If the truce in Tigrai declared by the central government of the Nobel Peace Prize 2019 Abiy Ahmed in March manages to hold, humanitarian aid from Addis Ababa continues to arrive in fits and starts in the rebel region. At least two million are displaced by the conflict and humanitarian agencies say they have sent aid for 800,000 people. Meanwhile, FAO and World Food Program reiterate, malnutrition affects the majority of the seven million Tigrayans, considered dependent on humanitarian assistance. As a result of the conflict, international agencies estimate that grain production in the Northwestern Ethiopian region has dropped by 60%. Scenarios of extreme misery from which we will come out, if peace comes, at least in five or six years and as long as the drought also ceases.The health situation remains dramatic also in the Afar region, bordering the Tigris, where last autumn was the counter-offensive of the Tigrinya defense forces passed which, to avenge the destruction and mass slaughter of civilians by the federal army of the Eritrean allies, Afar and Amhara, destroyed 90% of the health facilities.

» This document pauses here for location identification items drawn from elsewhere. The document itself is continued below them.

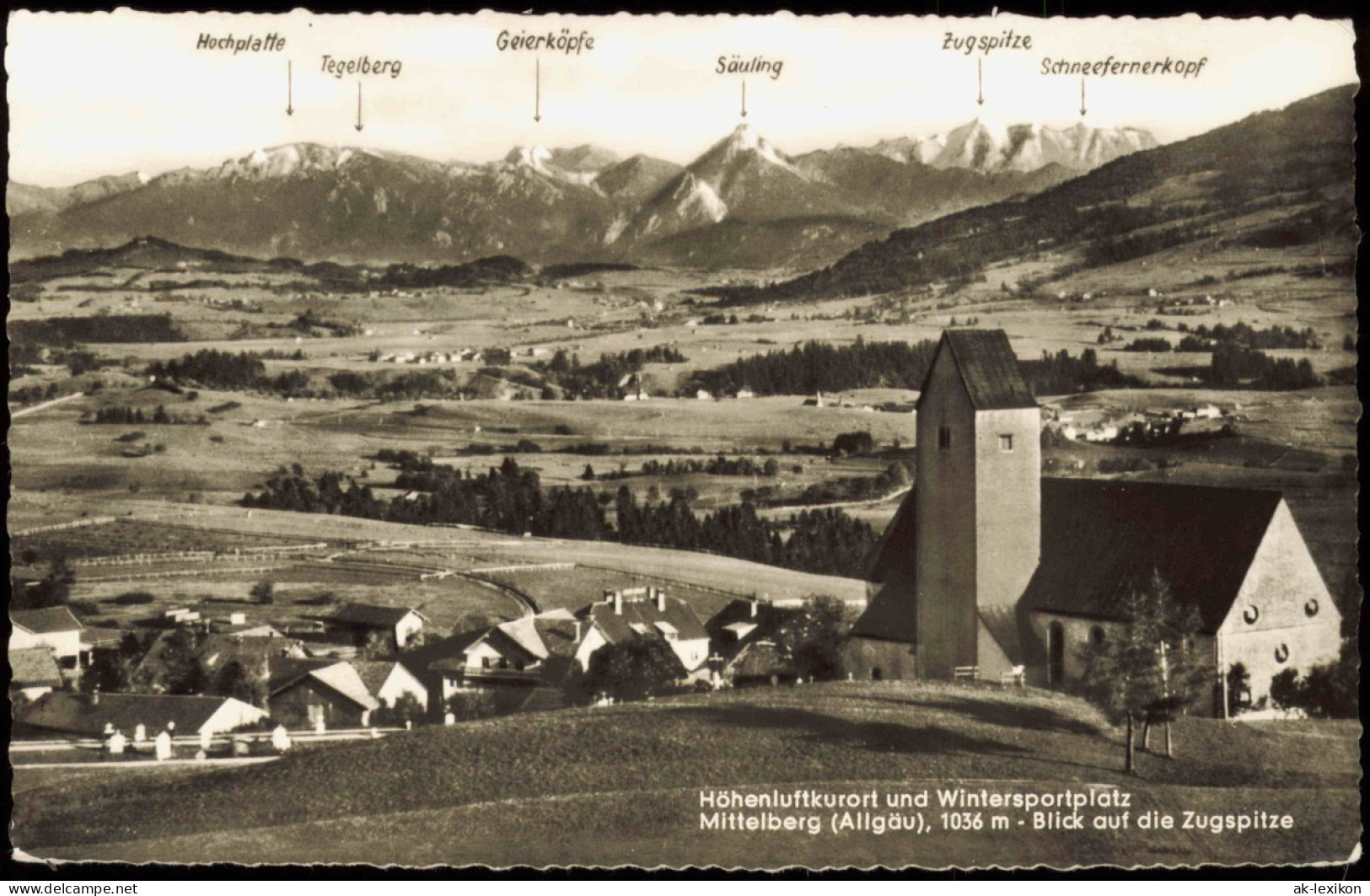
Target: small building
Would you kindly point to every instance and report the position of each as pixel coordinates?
(744, 641)
(646, 611)
(94, 714)
(304, 692)
(388, 680)
(54, 628)
(33, 672)
(396, 624)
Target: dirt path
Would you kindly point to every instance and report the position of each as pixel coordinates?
(15, 416)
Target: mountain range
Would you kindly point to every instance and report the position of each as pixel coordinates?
(743, 201)
(1277, 180)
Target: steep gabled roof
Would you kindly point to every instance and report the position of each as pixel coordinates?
(35, 668)
(372, 615)
(1100, 539)
(990, 369)
(46, 621)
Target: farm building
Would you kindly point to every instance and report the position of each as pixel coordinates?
(395, 624)
(306, 692)
(743, 639)
(387, 681)
(631, 613)
(96, 714)
(519, 661)
(988, 567)
(33, 672)
(54, 628)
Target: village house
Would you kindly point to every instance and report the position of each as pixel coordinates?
(307, 692)
(992, 571)
(522, 661)
(98, 714)
(396, 625)
(33, 672)
(54, 628)
(743, 639)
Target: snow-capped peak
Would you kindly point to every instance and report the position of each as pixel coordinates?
(530, 157)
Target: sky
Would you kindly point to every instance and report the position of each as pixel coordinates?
(116, 92)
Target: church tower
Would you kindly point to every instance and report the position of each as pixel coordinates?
(977, 504)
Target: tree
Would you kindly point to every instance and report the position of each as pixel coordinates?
(237, 681)
(401, 710)
(51, 591)
(181, 663)
(263, 592)
(1328, 691)
(1144, 670)
(374, 646)
(633, 670)
(811, 640)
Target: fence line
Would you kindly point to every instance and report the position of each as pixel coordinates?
(74, 523)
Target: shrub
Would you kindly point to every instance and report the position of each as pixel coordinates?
(471, 705)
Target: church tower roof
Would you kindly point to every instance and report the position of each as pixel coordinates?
(990, 369)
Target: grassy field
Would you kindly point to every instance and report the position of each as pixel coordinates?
(622, 786)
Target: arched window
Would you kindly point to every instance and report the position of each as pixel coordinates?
(1056, 655)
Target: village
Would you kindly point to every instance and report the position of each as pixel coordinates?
(1063, 556)
(217, 685)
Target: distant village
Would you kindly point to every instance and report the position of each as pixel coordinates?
(357, 668)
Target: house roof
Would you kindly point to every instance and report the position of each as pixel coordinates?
(1100, 539)
(372, 615)
(78, 713)
(374, 673)
(46, 621)
(618, 626)
(33, 668)
(990, 369)
(336, 674)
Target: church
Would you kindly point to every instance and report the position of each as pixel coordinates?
(991, 571)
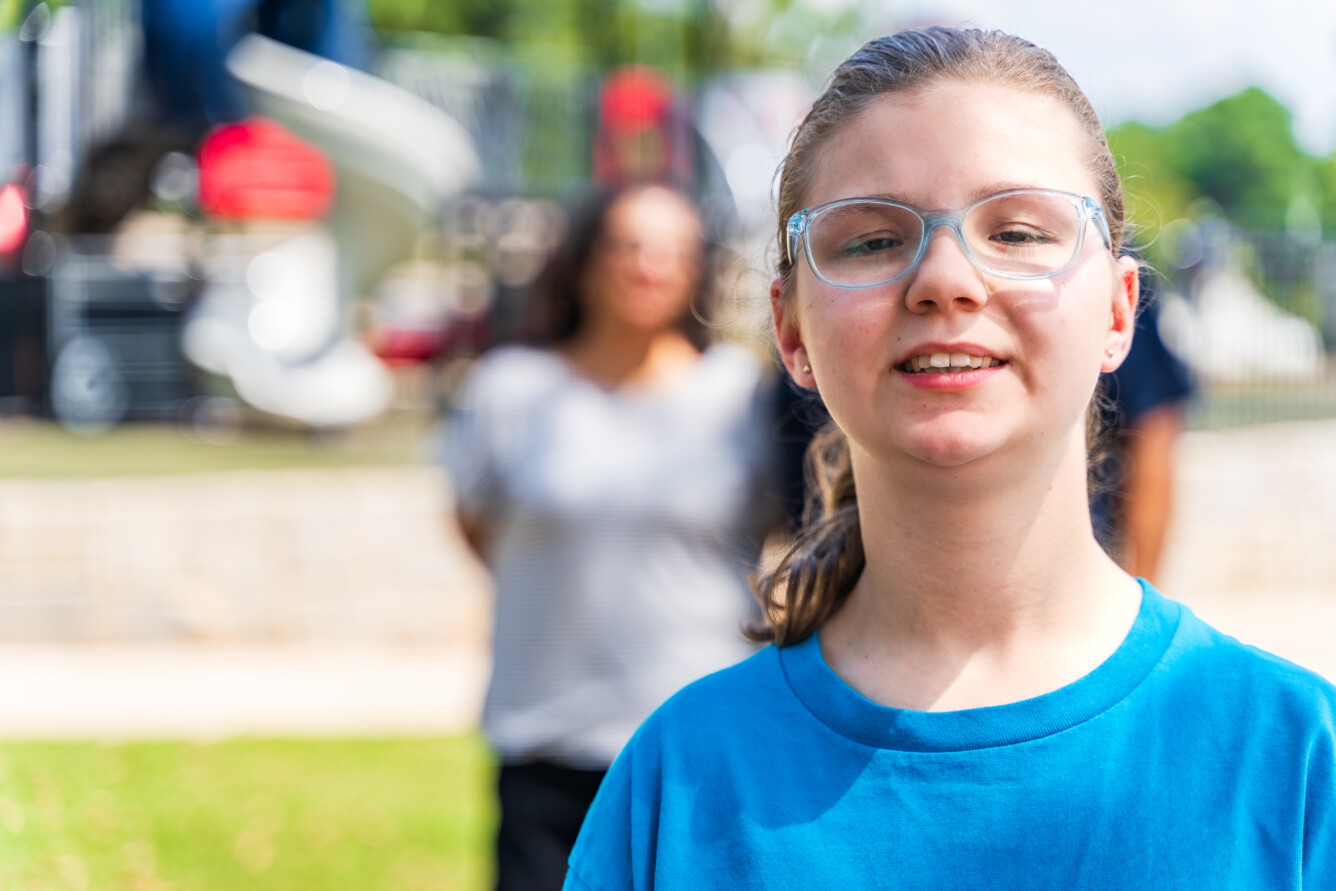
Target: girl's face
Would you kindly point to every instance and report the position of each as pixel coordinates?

The will for peace is there, but it is proceeding too slowly. One of the thorniest topics of negotiation will be the Western Tigray, disputed by the Amhara - iron allies of Oromo Abiy - who have occupied it and where ethnic cleansing and crimes against humanity would continue, as denounced by a joint report by Amnesty International and Human rights watch in April. Peace with the Tigrayans would also displease the Eritrean dictator Isayas Afewerki, an ally of Abiy, whose troops at the border have already clashed with the regional forces of the Tigris in recent weeks. The report on human rights in Eritrea presented last June 13 to the UN denounces a worsening of the repression in the former Italian colony, with mass recruitment of minors in roundups (giffa) house by house to send to force new recruits to fight. Let's not forget this land that has all the potential to become the door and the pearl of Africa.